Northwest Marine Iron Works was organized in May 1943 in Portland, Oregon. It employed more than 1,000 workers by September 1944. By December 1944, the company ran its ship repair operations at a harbor wall area on the Willamette River near the Burnside Bridge.

Following the end of World War II, the company maintained a ship repair and ship conversion business at the Port of Portland's Swan Island shipyard. The Oregonian reported in 1968 that the company handled approximately 50 percent of the dry dock and ship repair work done in Portland.

In 1974, the company entered an agreement with the Port of Portland and Pacific Alaska Line (a division of Crowley Maritime) to construct three barges for use in a trade link between Oregon and Alaska.

In the 1980s, the companies at the Swan Island shipyard experienced financial difficulties due to an industry-wide slump in shipbuilding and ship repair. Northwest Marine Iron Works filed for Chapter 11 bankruptcy in 1986. At the time, it was one of two unionized ship repair companies at Swan Island, along with Dillingham Ship Repair. In 1988, the company had around 1,300 employees.

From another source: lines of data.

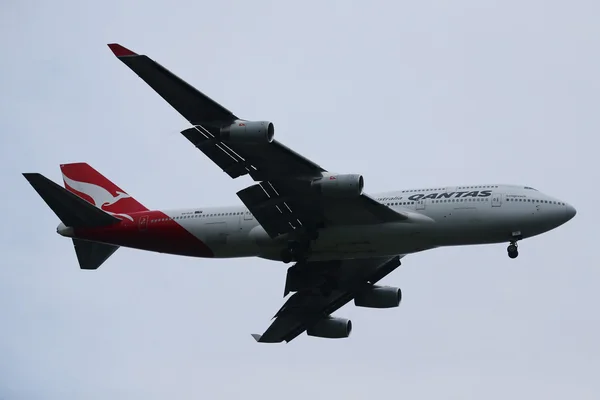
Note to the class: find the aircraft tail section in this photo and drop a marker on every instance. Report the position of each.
(92, 254)
(89, 184)
(72, 210)
(75, 212)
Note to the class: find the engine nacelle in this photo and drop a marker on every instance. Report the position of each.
(346, 185)
(379, 297)
(331, 328)
(248, 132)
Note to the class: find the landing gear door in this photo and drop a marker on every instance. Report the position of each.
(496, 200)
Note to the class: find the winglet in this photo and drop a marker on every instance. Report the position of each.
(120, 51)
(256, 337)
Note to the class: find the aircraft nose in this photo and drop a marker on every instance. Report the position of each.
(570, 211)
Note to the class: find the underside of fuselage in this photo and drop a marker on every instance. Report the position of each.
(233, 232)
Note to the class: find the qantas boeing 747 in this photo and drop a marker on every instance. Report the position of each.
(341, 241)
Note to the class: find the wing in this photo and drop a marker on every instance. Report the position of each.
(264, 161)
(282, 201)
(308, 306)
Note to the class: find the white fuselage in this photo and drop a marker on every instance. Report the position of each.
(462, 215)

Southwest Marine, a San Diego-based shipbuilding company, signed an agreement to buy Northwest Marine Iron Works in March 1989. The Port of Portland, one of Northwest Marine's creditors, agreed to write off a portion of the company's debt in order to facilitate the sale. Cascade General, a competing ship repair company in Portland, filed a lawsuit against the port, alleging that waiving the debt violated the port's contractual agreement with its other shipyard contractors. The company's sale to Southwest Marine was finalized by June 1989. Southwest Marine shut down its Portland operation in 1992.

As of 2025, the company's former headquarters is occupied by an artist studio space named NW Marine Art Works.

== Notable vessels constructed ==
- Portland, the last steam-powered, sternwheel tugboat produced in the U.S.